## Section14.7Complex Fractions

A complex fraction is a fraction in which the numerator and/or denominator contains yet another fraction.

Complex fractions of the following form

\begin{equation*} \frac{\frac{a}{b}}{\frac{c}{d}} \text{ or } \frac{\frac{a}{b}}{c} \text{ or } \frac{a}{\frac{c}{d}} \end{equation*}

are the manner in which division of or by fractions is usually communicated in an algebraic setting. For examples, instead of writing

\begin{equation*} \frac{x+2}{x-7} \div \frac{x+4}{x+12} \end{equation*}

we would write

\begin{equation*} \frac{\frac{x+2}{x-7}}{\frac{x+4}{x+12}}\text{.} \end{equation*}

Because division by a fraction is equivalent to multiplying by the reciprocal of the fraction, it follows that

\begin{equation*} \frac{\frac{x+2}{x-7}}{\frac{x+4}{x+12}}=\frac{x+2}{x-7} \cdot \frac{x+12}{x+4}\text{.} \end{equation*}

When writing complex fractions, it is vitally important that we are clear which is the main fraction bar (which is done by clearly making it the longest bar). This importance is made clear by the following two examples.

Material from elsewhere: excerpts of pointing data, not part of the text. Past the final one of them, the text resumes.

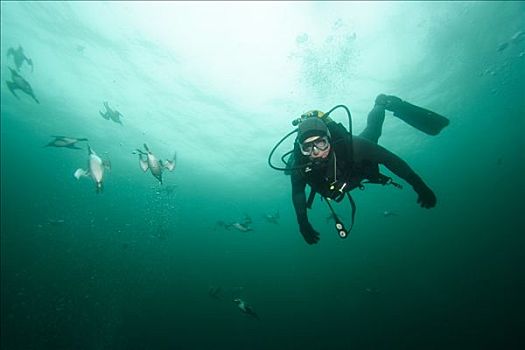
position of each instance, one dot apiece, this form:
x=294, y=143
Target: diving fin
x=420, y=118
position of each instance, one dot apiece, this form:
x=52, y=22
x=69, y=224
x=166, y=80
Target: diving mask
x=320, y=143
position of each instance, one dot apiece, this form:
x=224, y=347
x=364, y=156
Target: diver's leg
x=420, y=118
x=374, y=123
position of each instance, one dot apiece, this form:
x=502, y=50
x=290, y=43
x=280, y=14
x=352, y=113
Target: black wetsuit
x=352, y=165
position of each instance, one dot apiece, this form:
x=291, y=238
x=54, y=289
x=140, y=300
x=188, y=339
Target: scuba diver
x=333, y=162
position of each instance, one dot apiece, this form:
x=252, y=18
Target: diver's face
x=316, y=147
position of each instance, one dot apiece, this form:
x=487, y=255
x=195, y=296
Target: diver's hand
x=310, y=235
x=425, y=197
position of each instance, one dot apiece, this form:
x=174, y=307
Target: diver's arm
x=299, y=202
x=380, y=155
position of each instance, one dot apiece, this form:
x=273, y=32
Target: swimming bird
x=147, y=160
x=64, y=141
x=112, y=114
x=246, y=308
x=19, y=83
x=95, y=169
x=19, y=57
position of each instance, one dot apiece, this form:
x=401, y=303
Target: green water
x=219, y=83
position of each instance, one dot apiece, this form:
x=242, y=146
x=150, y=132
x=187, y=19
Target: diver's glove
x=310, y=235
x=425, y=197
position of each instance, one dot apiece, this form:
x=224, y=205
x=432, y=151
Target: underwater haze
x=213, y=86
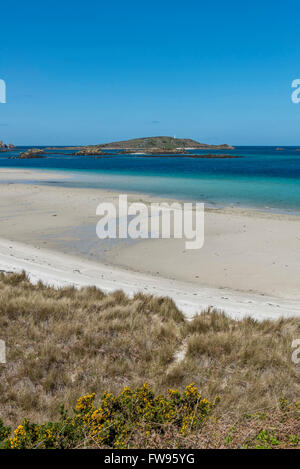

\begin{align*} \frac{2}{3} \div 7\amp=\frac{2}{3} \div \frac{7}{1}\\ \amp=\frac{2}{3} \cdot \frac{1}{7}\\ \amp=\frac{2}{21} \end{align*}

whereas

\begin{align*} 2 \div \frac{3}{7}\amp=\frac{2}{1} \div \frac{3}{7}\\ \amp=\frac{2}{1} \cdot \frac{7}{3}\\ \amp=\frac{14}{3} \end{align*}

The above illustrates that

\begin{equation*} \frac{\frac{2}{3}}{7} \neq \frac{2}{\frac{3}{7}}\text{.} \end{equation*}

If you look carefully at the last inequality statement, you might discern another way that we communicate the location of the main fraction bar - the equal sign horizontally aligns with the main fraction bar.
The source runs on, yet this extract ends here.